The regulation of Dronc by Hippo Pathway. Shilpi Verghese¹, Aidan Fenix¹, Madhuri Kango-Singh^1,2,3. 1) Department of Biology, University of Dayton, Dayton, OH; 2) Pre-Medical Programs, University of Dayton, Dayton OH; 3) Center for Tissue Regeneration and Engineering at Dayton, University of Dayton, Dayton OH.

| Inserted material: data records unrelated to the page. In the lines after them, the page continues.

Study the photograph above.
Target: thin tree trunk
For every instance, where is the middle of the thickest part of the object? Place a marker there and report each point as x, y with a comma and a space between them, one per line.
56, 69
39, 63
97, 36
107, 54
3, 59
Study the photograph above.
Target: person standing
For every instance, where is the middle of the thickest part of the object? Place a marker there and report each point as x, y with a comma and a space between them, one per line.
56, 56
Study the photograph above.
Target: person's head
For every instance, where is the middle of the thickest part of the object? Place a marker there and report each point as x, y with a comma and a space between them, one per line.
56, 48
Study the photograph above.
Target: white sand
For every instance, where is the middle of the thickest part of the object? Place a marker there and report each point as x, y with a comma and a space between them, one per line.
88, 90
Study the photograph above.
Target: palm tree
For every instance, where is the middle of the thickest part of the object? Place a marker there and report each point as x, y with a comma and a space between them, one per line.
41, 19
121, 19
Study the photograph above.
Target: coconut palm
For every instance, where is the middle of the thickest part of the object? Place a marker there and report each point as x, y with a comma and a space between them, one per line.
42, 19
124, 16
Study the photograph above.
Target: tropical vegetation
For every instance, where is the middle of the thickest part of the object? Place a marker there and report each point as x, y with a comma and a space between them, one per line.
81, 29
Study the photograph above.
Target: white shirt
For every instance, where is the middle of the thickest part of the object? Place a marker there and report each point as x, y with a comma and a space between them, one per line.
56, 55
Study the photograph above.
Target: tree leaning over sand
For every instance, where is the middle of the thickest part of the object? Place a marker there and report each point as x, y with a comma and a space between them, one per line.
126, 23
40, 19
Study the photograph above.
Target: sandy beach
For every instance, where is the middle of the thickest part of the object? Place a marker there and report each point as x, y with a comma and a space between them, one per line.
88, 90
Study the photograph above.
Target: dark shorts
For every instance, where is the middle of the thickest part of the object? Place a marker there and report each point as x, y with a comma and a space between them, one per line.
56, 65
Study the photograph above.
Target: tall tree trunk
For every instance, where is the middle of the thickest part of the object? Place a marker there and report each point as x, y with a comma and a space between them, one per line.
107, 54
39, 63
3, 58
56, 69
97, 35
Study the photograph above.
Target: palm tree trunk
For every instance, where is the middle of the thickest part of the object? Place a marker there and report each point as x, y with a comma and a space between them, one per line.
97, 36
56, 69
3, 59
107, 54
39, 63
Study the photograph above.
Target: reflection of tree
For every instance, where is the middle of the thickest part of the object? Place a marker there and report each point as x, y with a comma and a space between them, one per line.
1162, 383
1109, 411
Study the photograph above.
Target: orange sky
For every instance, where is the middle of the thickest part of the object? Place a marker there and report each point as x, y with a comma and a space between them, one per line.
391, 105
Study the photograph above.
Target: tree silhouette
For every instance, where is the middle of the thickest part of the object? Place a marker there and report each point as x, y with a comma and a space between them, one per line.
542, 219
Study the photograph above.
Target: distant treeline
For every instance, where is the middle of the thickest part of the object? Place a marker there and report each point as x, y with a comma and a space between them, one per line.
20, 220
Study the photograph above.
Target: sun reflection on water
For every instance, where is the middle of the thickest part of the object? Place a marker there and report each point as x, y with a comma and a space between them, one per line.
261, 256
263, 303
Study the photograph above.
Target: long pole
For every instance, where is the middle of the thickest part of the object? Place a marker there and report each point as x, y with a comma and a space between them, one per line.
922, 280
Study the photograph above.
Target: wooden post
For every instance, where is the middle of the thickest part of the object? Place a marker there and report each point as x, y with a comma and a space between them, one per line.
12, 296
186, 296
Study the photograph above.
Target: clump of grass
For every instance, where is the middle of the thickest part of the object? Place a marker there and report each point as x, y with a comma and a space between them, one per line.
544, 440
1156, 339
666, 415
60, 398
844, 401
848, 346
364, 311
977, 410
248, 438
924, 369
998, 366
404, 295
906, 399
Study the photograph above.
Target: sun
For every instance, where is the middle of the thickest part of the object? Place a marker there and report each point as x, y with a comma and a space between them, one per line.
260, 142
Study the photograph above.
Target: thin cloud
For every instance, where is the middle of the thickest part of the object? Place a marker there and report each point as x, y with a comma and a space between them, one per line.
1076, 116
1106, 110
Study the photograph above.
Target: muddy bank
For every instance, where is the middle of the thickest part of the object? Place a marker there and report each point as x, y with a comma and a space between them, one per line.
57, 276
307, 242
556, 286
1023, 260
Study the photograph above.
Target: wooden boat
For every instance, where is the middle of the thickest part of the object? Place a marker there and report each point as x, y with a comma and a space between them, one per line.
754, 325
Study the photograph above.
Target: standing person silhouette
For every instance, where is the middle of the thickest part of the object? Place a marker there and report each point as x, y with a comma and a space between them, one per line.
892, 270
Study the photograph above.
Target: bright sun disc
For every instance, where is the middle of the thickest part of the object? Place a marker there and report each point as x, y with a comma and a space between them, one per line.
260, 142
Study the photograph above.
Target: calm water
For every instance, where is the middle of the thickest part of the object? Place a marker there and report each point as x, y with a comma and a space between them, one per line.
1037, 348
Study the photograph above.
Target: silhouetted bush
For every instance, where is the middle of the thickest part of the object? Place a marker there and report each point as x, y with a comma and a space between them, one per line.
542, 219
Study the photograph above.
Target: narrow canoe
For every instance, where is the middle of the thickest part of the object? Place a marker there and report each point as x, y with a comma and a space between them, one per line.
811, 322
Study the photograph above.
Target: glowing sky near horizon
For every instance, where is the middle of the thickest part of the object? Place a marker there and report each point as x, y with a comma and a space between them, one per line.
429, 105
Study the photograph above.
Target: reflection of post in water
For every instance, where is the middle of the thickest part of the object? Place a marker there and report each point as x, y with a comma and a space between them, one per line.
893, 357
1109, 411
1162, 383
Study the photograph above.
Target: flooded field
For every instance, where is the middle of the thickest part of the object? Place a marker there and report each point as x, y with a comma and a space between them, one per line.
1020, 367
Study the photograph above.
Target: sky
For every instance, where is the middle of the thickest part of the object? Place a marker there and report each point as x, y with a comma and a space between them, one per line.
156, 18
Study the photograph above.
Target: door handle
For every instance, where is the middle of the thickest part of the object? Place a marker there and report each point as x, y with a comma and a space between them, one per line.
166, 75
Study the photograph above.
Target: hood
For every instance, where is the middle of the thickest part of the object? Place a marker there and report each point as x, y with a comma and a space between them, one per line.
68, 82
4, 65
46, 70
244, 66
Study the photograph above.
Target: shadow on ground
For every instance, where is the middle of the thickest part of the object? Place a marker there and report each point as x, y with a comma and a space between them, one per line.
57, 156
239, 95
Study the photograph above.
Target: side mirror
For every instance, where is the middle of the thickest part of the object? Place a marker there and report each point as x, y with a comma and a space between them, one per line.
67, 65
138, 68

   Hippo pathway regulates organ size by maintaining a fine balance between cell death and proliferation by regulating the transcription of several target genes including diap1, myc, ex, bantam miRNA, head involution defective (hid), Drosophila Nedd-2 like caspase (dronc) and cyclin E. Loss of Hippo signaling causes proliferation by increased activity of its transcriptional co-activator Yorkie (Yki); whereas gain of Hippo signaling by hyperactivation of genes like Hippo causes cell death via Jun N-terminal Kinase (JNK) and Caspase mediated cell death pathways. We found that loss of warts (wts) induces dronc transcription suggesting that Dronc is normally activated by Hippo signaling unlike other reported target genes. We will test the mechanism of dronc regulation by Hippo signaling. Mammalian Yorkie homologs (YAP, TAZ) act both as transcriptional co-activators/repressors. YAP regulates apoptosis through p73- a p53 family transcription factor. The p53 family [p73, p63, p53] regulates growth, apoptosis and DNA damage response. Drosophila p53(Dmp53) is the sole p53 family gene in flies, and Dmp53 regulates dronc transcription for the regulation of irradiation-dependent and independent compensatory proliferation. The Hippo pathway may regulate dronc transcription through or independent of Yki to regulate organ size. Using GAL4-UAS and transgenic RNAi approaches, we tested for interaction between Dmp53, Hippo pathway and Dronc to investigate the mechanism by which Hippo pathway controls dronc transcription. Over expression of full length Dmp53 enhances the cell death caused by Hippo over-expression while loss of Dmp53 and hpo (using RNAi) in the wing pouch (using nubGAL4) down-regulates dronc transcription suggesting that Dmp53 acts downstream of Hippo pathway. We present our studies of the interaction between the Hippo pathway and Dmp53 in the regulation of dronc transcription.